Privater Wohnungsbereich:

Im Vergleich zum Jahr 2006 ist ein leichter Anstieg bei den Fällen für Wohnungseinbruchdiebstahl in Deutschland zu verzeichnen. Waren es 2006 noch 106.107 erfasste Fälle, so gab es im Folgejahr 2007 einen Anstieg um 2,8% auf 109.128. Interessant dabei ist auch der Zuwachs bei den Wohnungseinbrüchen unter Tage. Dieser verzeichnet einen Anstieg um 1,7% in 2007 zum Vorjahr auf 39.451.

Gewerblicher Bereich:

Auch im gewerblichen Bereich ist ein leichter Zuwachs festzustellen. Für Einbrüche in Büro-, Fabrikations-, Werkstatt und Lagerräume wurden 2007 118.206 Fälle erfasst.

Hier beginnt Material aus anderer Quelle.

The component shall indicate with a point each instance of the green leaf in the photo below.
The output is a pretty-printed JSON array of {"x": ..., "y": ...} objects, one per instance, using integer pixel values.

Das bedeutet ein Anstieg von 1% zu 2006. Und extra aufgelistet die Einbrüche in Kioske zeigen auch hier eine leichte Steigerung um 0,8% auf 7440 in 2007.

Die Tatortverteilung zeigt bei Wohnungseinbrüchen eine relativ gleichmäßige Verteilung zwischen städtischer und ländlicher Region. Spitzen zeigen sich in Städten zwischen 20.000 und 100.000 und Städten über 500.000 Einwohnern.

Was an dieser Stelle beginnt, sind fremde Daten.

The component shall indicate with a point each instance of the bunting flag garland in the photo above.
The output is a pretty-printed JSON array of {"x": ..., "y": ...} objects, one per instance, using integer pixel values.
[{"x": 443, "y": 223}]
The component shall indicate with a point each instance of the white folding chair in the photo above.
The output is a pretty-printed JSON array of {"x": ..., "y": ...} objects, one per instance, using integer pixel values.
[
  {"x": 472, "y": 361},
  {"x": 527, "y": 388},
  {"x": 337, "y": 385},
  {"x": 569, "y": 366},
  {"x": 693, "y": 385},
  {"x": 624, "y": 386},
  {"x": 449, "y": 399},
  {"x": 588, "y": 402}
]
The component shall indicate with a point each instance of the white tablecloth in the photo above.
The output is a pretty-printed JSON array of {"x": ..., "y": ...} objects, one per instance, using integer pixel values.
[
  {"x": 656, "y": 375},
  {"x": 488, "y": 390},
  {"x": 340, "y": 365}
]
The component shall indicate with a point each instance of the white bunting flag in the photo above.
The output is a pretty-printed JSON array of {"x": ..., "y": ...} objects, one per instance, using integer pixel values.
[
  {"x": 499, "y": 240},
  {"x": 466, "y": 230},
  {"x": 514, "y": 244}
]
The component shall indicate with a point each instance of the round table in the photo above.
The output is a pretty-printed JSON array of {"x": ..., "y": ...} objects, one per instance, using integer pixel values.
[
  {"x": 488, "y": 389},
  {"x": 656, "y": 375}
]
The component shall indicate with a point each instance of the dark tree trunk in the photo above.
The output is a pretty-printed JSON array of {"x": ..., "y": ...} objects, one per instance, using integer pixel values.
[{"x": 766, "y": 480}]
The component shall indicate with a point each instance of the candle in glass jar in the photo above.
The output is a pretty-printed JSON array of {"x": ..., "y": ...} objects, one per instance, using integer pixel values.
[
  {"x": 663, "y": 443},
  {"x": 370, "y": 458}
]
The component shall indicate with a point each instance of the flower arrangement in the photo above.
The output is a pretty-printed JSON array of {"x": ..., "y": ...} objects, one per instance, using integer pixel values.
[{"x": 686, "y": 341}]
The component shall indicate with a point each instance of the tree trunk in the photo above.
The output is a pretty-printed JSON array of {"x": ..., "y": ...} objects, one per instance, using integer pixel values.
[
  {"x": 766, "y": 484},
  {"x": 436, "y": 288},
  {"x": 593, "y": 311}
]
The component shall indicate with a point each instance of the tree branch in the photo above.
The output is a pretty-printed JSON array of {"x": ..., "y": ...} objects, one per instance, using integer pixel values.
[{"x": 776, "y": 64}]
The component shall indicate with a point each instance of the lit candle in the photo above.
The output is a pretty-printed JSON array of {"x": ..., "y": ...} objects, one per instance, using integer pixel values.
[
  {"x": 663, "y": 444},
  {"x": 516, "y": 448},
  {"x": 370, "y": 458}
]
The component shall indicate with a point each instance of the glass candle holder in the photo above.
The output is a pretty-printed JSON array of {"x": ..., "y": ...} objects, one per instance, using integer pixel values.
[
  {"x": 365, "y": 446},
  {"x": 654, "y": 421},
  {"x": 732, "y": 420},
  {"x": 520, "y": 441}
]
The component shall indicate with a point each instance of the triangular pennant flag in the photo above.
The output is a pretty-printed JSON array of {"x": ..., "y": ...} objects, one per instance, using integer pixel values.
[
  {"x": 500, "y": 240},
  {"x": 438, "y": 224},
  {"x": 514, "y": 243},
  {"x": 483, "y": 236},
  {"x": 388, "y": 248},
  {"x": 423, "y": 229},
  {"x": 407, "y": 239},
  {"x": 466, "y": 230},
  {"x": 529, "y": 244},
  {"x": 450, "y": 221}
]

Bei den Einbrüchen in Gewerbe, Gaststätten und Kioske zeigt sich dagegen eher eine höhere Aktivität in ländlichen  Regionen und Städten unter 100.000 Einwohnern.

Besonders hervorzuheben sei der Aspekt der versuchten Wohnungseinbruchdiebstähle, die aufgrund von Präventionsmaßnahmen verhindert wurden. Denn trotz gestiegener erfasster Fallzahlen, sind auch die abgewehrten Versuche gestiegen, und zwar um 0,8% 2007 zum Vorjahr.
Dies ist ein Beleg für sinnvolle Präventionsmaßnahmen zur Abschreckung und Einbruchshemmung.

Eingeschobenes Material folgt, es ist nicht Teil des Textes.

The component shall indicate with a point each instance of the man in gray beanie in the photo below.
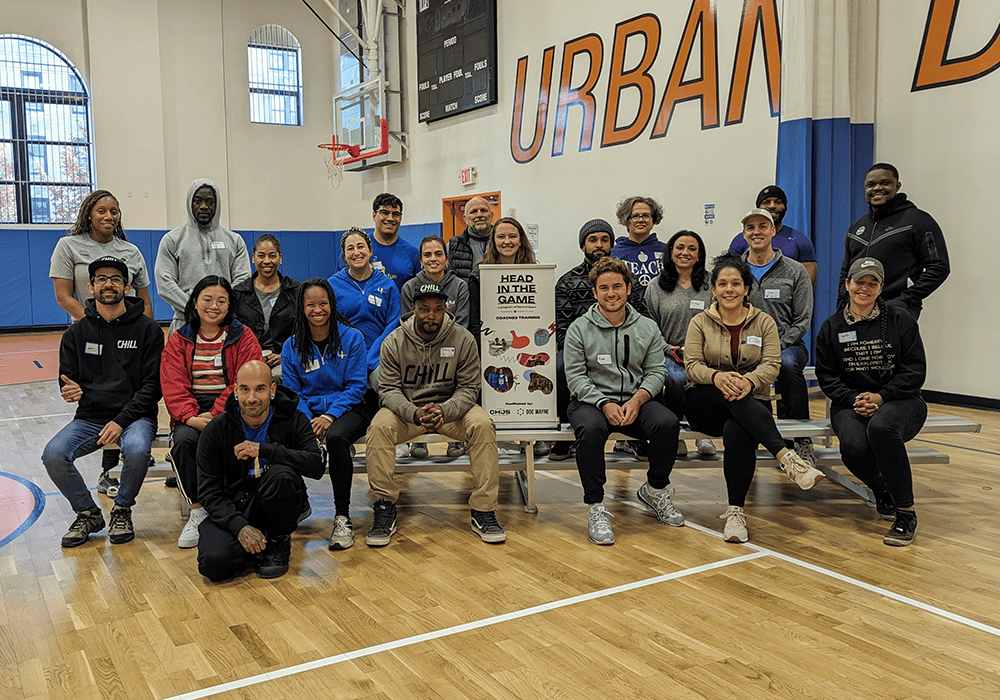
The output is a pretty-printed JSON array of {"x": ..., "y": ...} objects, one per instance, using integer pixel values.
[{"x": 573, "y": 298}]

Quelle: Polizeiliche Kriminalstatistik Bundesrepublik Deutschland Berichtsjahr 2007, 55. Ausgabe, Hrsg. Bundeskriminalamt, Kriminalistisches Institut, Fachbereich KI 12, Wiesbaden 2008.

Nach der aktuellen "Polizeilichen Kriminalstatistik" von 2007 ist festzustellen, dass im Durchschnitt alle 5 Minuten im Bundesgebiet eine Wohnung aufgebrochen wird!